Researchers supported by the National Institutes of Health (NIH) have created a new blood test designed to identify pancreatic ductal adenocarcinoma, one of the most lethal types of cancer. Because pancreatic cancer is often discovered only after it has advanced, treatment options are limited and survival rates remain low. This new approach, detailed in Clinical Cancer Research, could help detect the disease sooner and improve patient outcomes.
Pancreatic cancer has a poor prognosis, with only about 10% of patients living longer than five years after diagnosis. However, doctors believe survival could improve significantly if the disease is caught earlier, when treatment is more effective. Despite this, there are currently no reliable screening tools available to detect pancreatic cancer in its early stages.
Testing Existing and New Blood Biomarkers
To address this gap, scientists from the University of Pennsylvania Perelman School of Medicine, Philadelphia, and Mayo Clinic, Rochester, Minnesota, analyzed blood samples from individuals with and without pancreatic cancer. They evaluated several biomarkers, including carbohydrate antigen 19-9 (CA19-9), commonly used to monitor treatment response, and thrombospondin 2 (THBS2), another previously studied marker.
Individually, these markers have limitations. CA19-9 levels can rise in non-cancerous conditions like pancreatitis or bile duct obstruction, and some people do not produce the marker at all due to genetic differences. As a result, neither marker alone is reliable enough for screening.
Newly Identified Proteins Improve Detection
By examining stored blood samples, the researchers identified two additional proteins that appear to be elevated in people with early-stage pancreatic cancer: aminopeptidase N (ANPEP) and polymeric immunoglobin receptor (PIGR). These newly identified biomarkers showed clear differences between cancer patients and healthy individuals.
When combined with CA19-9 and THBS2, the four-marker panel demonstrated strong performance. It correctly distinguished pancreatic cancer cases from non-cases 91.9% of the time across all stages, with a false positive rate of 5% in non-cases. For early-stage (stage I/II) cancer, the test detected 87.5% of cases.

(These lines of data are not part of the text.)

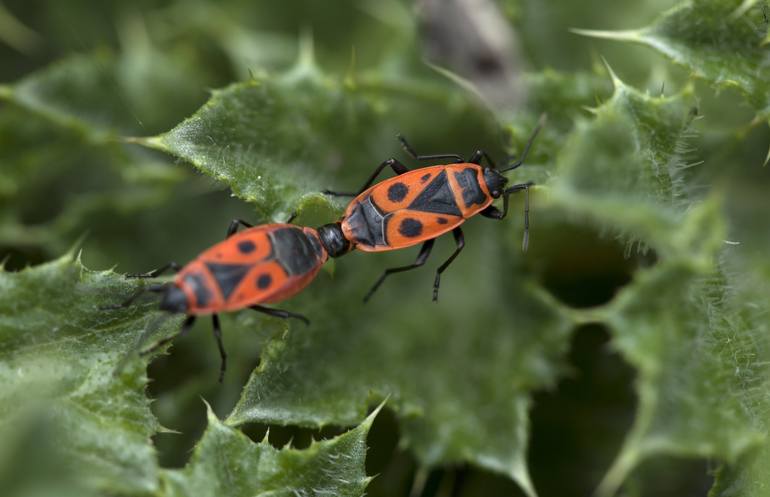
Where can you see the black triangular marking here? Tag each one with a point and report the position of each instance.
(437, 197)
(228, 276)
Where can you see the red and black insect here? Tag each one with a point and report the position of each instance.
(417, 206)
(259, 265)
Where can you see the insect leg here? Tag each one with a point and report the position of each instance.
(460, 241)
(409, 150)
(280, 313)
(233, 228)
(173, 266)
(421, 258)
(218, 337)
(514, 189)
(495, 213)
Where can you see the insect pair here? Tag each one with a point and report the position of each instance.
(269, 263)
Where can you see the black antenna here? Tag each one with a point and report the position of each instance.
(540, 123)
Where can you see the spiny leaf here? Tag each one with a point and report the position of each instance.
(459, 377)
(59, 353)
(698, 377)
(226, 462)
(276, 138)
(625, 167)
(721, 41)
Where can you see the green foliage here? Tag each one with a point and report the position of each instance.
(123, 142)
(226, 462)
(705, 36)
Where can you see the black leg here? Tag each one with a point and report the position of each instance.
(394, 164)
(421, 258)
(531, 140)
(495, 213)
(476, 158)
(222, 354)
(173, 266)
(130, 300)
(514, 189)
(233, 228)
(186, 327)
(409, 150)
(280, 313)
(460, 241)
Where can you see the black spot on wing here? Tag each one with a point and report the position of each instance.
(264, 281)
(436, 197)
(410, 227)
(228, 276)
(196, 282)
(397, 192)
(246, 247)
(294, 251)
(469, 183)
(367, 224)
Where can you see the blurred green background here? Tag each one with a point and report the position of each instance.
(134, 69)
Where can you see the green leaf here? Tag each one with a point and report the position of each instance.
(226, 462)
(59, 353)
(721, 41)
(275, 139)
(459, 377)
(625, 168)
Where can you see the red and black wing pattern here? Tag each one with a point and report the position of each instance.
(264, 264)
(415, 206)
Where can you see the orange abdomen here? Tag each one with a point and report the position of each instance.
(264, 264)
(415, 206)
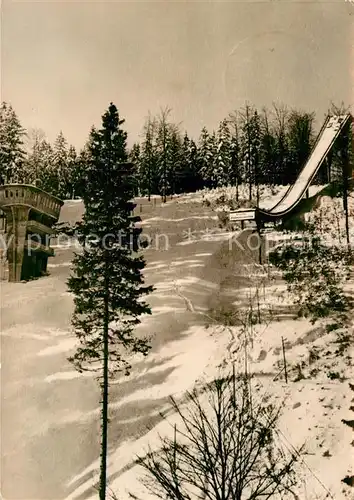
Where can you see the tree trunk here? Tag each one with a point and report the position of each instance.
(345, 180)
(104, 412)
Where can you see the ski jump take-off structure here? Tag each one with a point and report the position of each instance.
(331, 129)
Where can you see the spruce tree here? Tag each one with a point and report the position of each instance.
(72, 165)
(107, 282)
(206, 155)
(222, 161)
(148, 162)
(61, 165)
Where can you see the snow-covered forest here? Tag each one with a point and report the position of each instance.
(250, 146)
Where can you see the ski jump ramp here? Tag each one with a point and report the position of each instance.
(331, 128)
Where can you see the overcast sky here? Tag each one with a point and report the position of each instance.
(63, 62)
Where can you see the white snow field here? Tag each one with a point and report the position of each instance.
(50, 413)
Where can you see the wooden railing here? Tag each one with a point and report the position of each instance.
(24, 194)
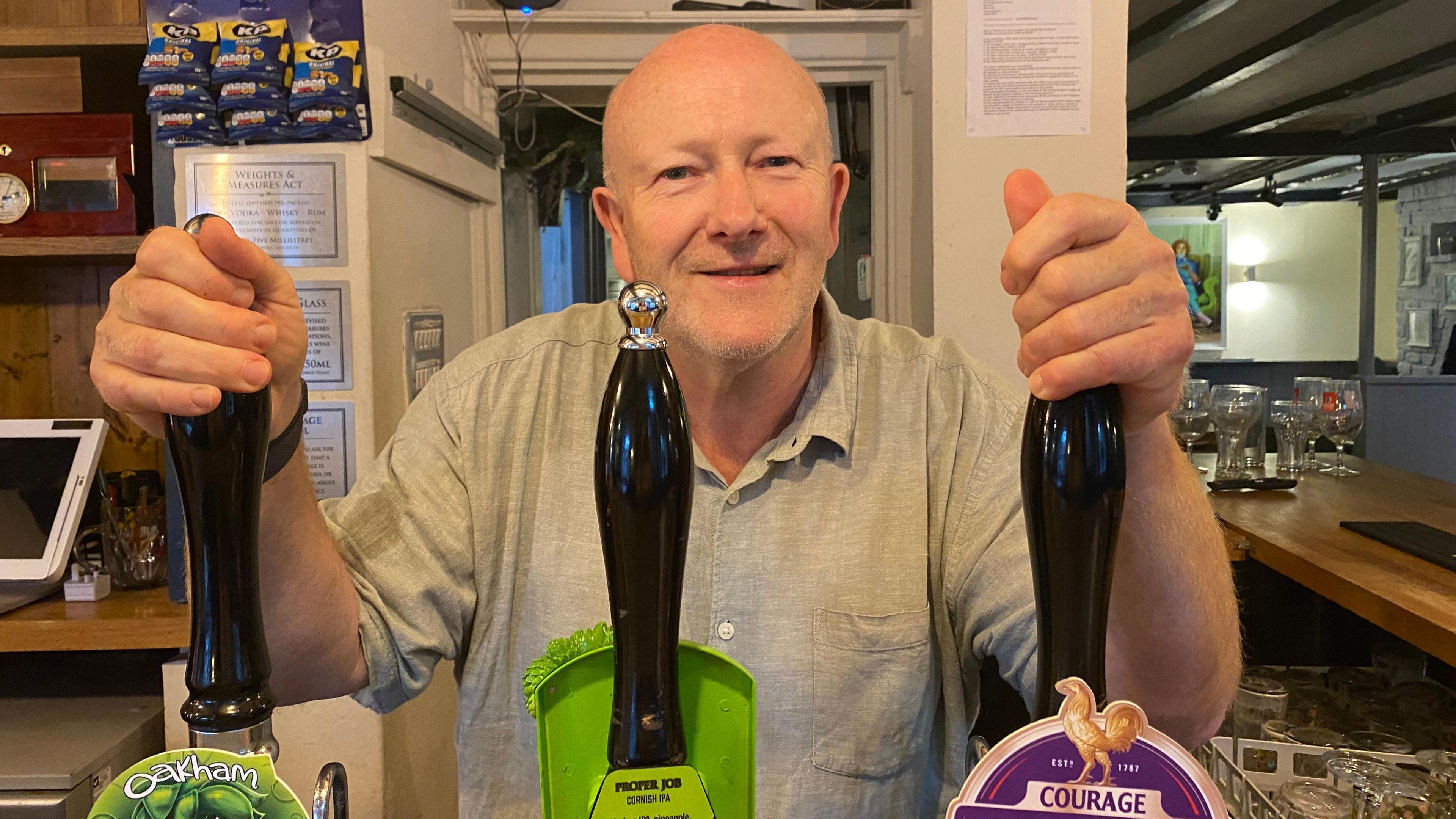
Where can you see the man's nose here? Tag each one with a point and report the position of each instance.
(736, 209)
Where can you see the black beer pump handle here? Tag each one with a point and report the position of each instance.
(219, 460)
(1074, 474)
(644, 482)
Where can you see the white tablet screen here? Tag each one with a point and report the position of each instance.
(33, 482)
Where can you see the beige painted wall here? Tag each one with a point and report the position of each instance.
(970, 229)
(1305, 305)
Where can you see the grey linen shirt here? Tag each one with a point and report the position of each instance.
(867, 559)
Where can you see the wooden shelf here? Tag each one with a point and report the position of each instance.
(634, 22)
(69, 247)
(123, 620)
(1298, 534)
(72, 37)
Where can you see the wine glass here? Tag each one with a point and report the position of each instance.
(1341, 416)
(1310, 392)
(1190, 417)
(1232, 410)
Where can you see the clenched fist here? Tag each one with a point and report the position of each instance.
(197, 317)
(1098, 299)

“By adding ANPEP and PIGR to the existing markers, we’ve significantly improved our ability to detect this cancer when it’s most treatable,” said the study’s lead investigator, Kenneth Zaret, Ph.D., University of Pennsylvania’s Perelman School of Medicine.
Distinguishing Cancer From Other Conditions
An important advantage of the test is its ability to differentiate pancreatic cancer from other non-cancerous pancreatic conditions, including pancreatitis. This helps reduce the risk of misdiagnosis and unnecessary concern for patients.
Next Steps Toward Screening
“Our retrospective study findings warrant further testing in larger populations, particularly in people before they show symptoms,” Zaret said. “Such ‘prediagnostic’ studies would help determine if the test could be used as a screening tool for people at high risk of developing the disease based on family history, genetic screening results or personal history of pancreatic cysts or pancreatitis.”
The study was supported by NIH grants U01CA210138, P50CA102701, S10 OD023586-01, P30 DK020579, UL1 TR002345, P30CA091842, and U01CA210138.